Researchers from Harvard Medical School in Boston surveyed over 4,000 children in the 5th, 7th and 10th grades about their experiences with bullying. Students who had been bullied in the past and were still being bullied had lower self esteem and more depressive symptoms than students who had been bullied in the past only, in the present only, and those who had never been bullied.
The researchers urged health care providers to address bullying with parents and children before an episode occurs in an effort to provide coping skills and an outlet, or safe place to vent about the problem.
Earlier this year a study of 4,700 children in the UK revealed that children who are chronically bullied before the age of 10 are more likely to have a psychotic break by the time they reach 18.
Interestingly, the study showed that not only are bullied children more at risk for psychosis in later life — the bullies are too! It turns out that perpetrators of bullying are 5 times more likely to experience psychosis by the age of 18.
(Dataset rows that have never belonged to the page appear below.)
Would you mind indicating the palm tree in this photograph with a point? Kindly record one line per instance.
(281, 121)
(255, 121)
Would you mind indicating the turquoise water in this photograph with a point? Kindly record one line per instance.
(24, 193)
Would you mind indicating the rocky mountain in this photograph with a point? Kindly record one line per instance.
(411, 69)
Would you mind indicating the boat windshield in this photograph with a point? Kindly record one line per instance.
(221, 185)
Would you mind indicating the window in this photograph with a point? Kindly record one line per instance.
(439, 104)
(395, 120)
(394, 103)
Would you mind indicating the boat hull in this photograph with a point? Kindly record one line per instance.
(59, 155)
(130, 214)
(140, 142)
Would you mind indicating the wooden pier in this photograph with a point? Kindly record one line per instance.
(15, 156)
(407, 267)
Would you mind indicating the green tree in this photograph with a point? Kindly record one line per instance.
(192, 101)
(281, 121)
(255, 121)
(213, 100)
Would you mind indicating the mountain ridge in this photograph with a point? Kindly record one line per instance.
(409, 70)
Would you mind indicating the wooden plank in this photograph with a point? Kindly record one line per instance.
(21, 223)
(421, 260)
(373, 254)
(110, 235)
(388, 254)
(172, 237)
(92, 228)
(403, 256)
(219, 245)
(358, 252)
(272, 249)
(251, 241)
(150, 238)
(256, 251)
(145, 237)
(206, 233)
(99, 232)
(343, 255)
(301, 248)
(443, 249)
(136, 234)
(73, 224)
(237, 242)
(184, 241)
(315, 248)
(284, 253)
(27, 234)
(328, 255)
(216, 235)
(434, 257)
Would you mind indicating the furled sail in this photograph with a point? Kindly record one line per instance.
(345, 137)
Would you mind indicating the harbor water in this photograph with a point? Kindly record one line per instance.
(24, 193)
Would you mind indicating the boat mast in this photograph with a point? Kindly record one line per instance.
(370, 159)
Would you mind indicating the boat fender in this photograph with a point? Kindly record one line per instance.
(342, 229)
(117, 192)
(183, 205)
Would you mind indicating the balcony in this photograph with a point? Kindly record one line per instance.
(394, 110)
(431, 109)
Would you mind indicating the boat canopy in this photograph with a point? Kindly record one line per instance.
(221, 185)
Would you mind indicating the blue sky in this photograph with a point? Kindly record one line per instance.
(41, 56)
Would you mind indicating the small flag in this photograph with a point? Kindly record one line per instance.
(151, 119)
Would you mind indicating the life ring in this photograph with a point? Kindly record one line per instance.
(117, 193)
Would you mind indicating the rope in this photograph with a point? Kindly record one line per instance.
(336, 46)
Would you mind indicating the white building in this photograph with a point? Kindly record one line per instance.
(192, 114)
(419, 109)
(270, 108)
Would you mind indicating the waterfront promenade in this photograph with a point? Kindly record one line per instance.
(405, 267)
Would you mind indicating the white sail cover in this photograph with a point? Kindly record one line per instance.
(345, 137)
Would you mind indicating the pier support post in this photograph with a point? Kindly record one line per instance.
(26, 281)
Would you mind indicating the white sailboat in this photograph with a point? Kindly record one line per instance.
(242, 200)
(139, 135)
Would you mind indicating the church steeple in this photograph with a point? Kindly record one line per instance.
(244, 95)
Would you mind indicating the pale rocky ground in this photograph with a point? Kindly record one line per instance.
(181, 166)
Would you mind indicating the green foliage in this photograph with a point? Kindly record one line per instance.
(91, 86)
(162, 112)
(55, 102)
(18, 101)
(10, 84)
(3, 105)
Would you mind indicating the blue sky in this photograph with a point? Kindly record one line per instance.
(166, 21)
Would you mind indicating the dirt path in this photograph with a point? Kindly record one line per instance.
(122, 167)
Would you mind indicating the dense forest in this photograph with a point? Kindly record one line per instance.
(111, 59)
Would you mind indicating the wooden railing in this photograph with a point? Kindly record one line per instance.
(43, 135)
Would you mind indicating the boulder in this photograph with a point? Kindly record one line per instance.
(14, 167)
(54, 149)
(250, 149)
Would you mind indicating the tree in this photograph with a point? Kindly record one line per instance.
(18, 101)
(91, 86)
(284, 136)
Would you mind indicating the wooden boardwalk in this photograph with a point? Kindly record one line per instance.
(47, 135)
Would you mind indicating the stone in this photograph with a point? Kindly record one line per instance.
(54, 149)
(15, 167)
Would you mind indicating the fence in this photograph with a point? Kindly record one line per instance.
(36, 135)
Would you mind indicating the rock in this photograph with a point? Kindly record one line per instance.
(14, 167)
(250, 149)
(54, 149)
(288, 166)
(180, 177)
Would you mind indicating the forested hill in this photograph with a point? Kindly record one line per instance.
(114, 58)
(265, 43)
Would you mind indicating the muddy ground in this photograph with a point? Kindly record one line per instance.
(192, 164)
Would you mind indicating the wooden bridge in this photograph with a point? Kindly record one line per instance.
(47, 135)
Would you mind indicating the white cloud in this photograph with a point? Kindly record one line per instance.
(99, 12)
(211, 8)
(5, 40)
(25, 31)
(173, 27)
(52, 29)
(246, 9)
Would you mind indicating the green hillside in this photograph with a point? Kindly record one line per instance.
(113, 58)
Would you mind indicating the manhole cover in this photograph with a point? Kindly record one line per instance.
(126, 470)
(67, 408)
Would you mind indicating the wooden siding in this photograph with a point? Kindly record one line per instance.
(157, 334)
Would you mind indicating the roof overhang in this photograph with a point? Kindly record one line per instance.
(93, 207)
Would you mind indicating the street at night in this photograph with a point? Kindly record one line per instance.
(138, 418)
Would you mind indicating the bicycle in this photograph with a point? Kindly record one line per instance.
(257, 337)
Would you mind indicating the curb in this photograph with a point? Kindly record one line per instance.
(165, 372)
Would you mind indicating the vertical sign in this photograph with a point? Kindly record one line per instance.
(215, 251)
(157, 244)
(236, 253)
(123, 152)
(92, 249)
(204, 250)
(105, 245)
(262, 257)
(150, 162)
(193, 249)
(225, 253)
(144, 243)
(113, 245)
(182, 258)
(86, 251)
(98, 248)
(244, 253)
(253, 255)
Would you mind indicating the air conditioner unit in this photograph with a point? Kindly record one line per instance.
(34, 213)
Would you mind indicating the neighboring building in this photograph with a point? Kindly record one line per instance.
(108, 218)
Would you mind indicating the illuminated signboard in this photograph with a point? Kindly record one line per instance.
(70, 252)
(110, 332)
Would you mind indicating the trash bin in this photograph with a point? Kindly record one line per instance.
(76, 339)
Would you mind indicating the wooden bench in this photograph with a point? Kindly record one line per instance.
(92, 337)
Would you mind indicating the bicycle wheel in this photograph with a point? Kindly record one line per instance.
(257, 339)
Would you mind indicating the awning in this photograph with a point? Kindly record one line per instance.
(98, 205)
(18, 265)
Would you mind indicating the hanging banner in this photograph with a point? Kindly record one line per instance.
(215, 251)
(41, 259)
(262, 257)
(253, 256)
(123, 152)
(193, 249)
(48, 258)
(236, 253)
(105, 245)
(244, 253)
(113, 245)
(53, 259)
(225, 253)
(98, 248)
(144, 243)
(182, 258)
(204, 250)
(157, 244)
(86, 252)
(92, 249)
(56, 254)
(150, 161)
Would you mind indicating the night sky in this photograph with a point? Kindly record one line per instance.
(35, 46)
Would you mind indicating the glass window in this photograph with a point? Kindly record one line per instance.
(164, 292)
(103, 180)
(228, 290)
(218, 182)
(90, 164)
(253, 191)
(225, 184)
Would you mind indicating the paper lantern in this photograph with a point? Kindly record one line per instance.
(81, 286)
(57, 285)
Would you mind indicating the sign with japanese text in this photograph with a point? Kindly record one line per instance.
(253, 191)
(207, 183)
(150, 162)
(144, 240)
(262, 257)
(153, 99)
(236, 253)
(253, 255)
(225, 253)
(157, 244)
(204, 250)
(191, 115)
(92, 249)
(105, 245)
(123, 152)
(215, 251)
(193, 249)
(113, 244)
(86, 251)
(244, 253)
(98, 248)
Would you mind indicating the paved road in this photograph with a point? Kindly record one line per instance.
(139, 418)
And the more a child is bullied, the more likely he or she will experience mental health trauma later in life. Researchers call this phenomenon the “dosing affect” — with each episode of bullying, risk for depression, risky behavior and psychosis goes up.
In addition to having mental health problems, bullied and their tormentors are more likely to engage in risky behavior, such as having unprotected sex, abusing alcohol and taking drugs.